April 4, 2018 at 5:30 p.m.

Model history: Voices to be preserved in interactive model


By HSJ Online [email protected]

The town of Hope lost two of its long-time residents this year with the loss of both Ike Wasson and Merrill Clouse. But their knowledge of the town would live on in a project being considered for the Yellow Trail Museum.

The project would be an interactive addition to a detailed town model built by Ike Wasson.

The museum has asked the Town Council to pay $3,500 to fund the project. The money would come from the town's share of the county Economic Development Income Tax revenues. The EDIT committee recommended approval of the expenditure at its meeting last week and the project will go before the Town Council Tuesday night.

Since being built in 2010, the town model has had several homes around the Town Square including in the former Hope Star-Journal offices in the historic bank building on the northeast corner of the square. When that location became the new town pharmacy, the model was moved to a permanent home in the Yellow Trail Museum.

In 2011, Wasson and Merrill Clouse worked with museum director Barb Johnson and David Webster to create an oral history of the locations displayed in the model.

"They sat down with us and told some very interesting stories, some very entertaining stories about all the different businesses that had been on the Town Square in the '30s and '40s," Johnson said. "Some of them we had to cut from the recording.
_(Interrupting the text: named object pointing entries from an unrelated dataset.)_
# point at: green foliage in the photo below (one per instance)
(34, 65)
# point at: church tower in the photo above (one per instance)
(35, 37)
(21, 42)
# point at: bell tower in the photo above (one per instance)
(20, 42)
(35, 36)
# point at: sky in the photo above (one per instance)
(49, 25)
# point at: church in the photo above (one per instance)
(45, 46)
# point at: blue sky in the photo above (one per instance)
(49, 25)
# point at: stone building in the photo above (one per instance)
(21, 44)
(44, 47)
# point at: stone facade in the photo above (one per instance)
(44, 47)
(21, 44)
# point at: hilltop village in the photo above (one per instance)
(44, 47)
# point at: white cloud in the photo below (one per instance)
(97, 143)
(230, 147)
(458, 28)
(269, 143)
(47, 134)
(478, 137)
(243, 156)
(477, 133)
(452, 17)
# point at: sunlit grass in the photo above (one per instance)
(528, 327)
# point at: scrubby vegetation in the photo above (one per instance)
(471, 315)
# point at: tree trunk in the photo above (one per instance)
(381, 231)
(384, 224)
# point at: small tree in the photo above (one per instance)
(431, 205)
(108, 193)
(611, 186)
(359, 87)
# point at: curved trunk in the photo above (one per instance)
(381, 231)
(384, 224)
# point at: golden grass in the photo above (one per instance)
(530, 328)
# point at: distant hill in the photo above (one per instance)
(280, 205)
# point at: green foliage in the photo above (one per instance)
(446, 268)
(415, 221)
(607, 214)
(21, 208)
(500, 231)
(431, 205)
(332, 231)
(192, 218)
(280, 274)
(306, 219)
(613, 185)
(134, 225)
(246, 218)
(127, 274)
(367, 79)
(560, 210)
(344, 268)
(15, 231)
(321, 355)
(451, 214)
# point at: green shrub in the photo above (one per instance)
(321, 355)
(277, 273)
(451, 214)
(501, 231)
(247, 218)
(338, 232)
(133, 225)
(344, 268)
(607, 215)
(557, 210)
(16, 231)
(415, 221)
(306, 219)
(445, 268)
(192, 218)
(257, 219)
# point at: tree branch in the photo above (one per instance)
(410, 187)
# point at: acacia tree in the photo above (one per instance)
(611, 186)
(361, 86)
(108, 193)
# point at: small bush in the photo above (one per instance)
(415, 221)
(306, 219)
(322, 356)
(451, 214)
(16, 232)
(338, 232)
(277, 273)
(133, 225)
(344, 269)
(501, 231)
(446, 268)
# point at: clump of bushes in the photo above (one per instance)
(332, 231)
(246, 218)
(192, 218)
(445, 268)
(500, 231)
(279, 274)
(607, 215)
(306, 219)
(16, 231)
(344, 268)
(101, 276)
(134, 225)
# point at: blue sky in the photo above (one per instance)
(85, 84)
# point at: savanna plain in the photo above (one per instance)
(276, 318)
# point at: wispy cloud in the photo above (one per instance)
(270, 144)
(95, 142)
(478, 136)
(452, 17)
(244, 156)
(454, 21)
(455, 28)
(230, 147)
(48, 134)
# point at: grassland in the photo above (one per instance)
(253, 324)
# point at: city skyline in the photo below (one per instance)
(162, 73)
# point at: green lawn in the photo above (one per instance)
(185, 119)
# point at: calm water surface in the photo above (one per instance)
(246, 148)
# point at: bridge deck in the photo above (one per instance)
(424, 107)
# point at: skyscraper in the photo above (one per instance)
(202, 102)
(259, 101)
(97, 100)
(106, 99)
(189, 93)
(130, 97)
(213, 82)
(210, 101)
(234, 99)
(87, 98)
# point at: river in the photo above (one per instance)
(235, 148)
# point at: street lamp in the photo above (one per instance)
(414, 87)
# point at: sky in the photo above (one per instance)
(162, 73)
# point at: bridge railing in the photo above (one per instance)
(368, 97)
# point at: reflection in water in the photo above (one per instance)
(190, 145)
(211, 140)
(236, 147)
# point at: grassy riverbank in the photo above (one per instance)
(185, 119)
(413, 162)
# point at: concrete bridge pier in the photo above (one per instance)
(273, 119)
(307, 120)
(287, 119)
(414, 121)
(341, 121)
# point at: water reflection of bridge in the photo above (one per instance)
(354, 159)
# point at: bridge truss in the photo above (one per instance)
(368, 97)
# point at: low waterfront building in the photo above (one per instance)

Those were mainly Merrill stories because he always had a lot of humor involved in everything he did. After he would tell a story, he would say 'Now don't include that in the recording!'"

"They did a wonderful job at telling us about the square."

Both men passed away this year, with Wasson dying in January and Clouse passing away last week.

Museum director Barb Johnson said that in his later years, Wasson had pressed her to make sure that the model found a permanent and prominent home.

"Unfortunately he passed away before we got the model digitized," Johnson said.

The interactive display would be the museum's first, she said.

Webster said that the proposed interactive display would include a computer monitor, displaying historic photos with the men's narration of stories from each of the locations. The descriptions and displays would be Webster estimated that it would take about 20 minutes to listen to the entire exhibit.

Clouse had an instrumental role in the creation of the Yellow Trail Museum. In addition to being the first museum president, he also provided the initial second-floor space for the museum and its current home was sold to the museum by Clouse at a steep discount, Johnson said.

Also, many of the displays in the museum were originally displayed in the family's grocery store, Johnson said.